The dubious and preconceived coverage of the military conflict in Chechnya leads to two diametrically opposed emotional positions. The West focuses mainly on humanitarian issues, while the Russian leadership is adamant that the military campaign is an internal Russian affair and that Moscow must continue the war against the Chechen separatists until Russia is freed of them. These two positions have no common ground and in the last several weeks have caused a deterioration in Russia’s relations with the leading Western countries. Talks between diplomats from the two opposing camps increasingly resemble a dialogue between the deaf and dumb.

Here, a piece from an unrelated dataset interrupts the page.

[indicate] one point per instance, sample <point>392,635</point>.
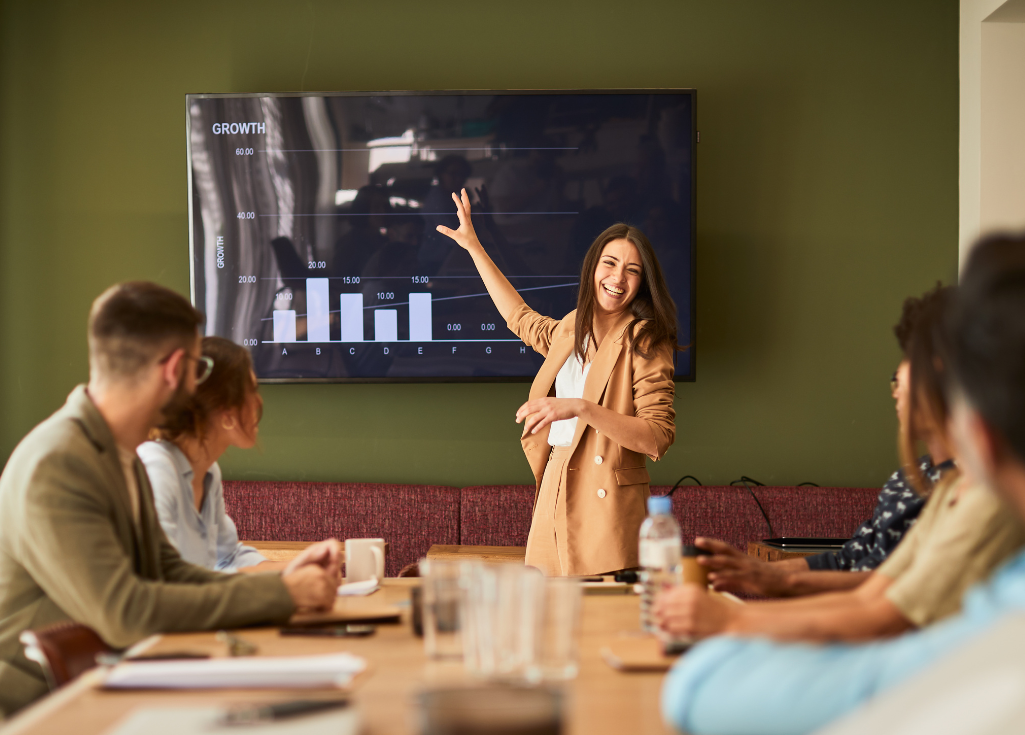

In one sense the rebels have gained the upper hand in the information war with Russia: Russia is seen as conducting not only an antiterrorist campaign, but also an anti-Islamic one. A xenophobic anti-Caucasian campaign is going on in Russian cities, in which the local authorities, with the ethnic Russian residents’ approval, torment representatives from traditionally Moslem republics. The Russia vs. Islam dimension of the conflict has had repercussions abroad: Last month, several correspondents from two of Russia’s leading television channels were severely beaten during a congress of Moslem supporters of the Chechen resistance in London.
The skewed media reporting on the Chechen conflict could last a long time. Only the growing number of casualties among Russian soldiers and the cost of the war on the already ailing Russian economy might provoke the public into questioning the dubious coverage. Should this happen, there is reason to fear that that, in order to distract public attention away from the war, those who instigated the war in the first place have something even more terrible in reserve.
Nabi Abdullaev is a journalist based in Makhachkala, Dagestan.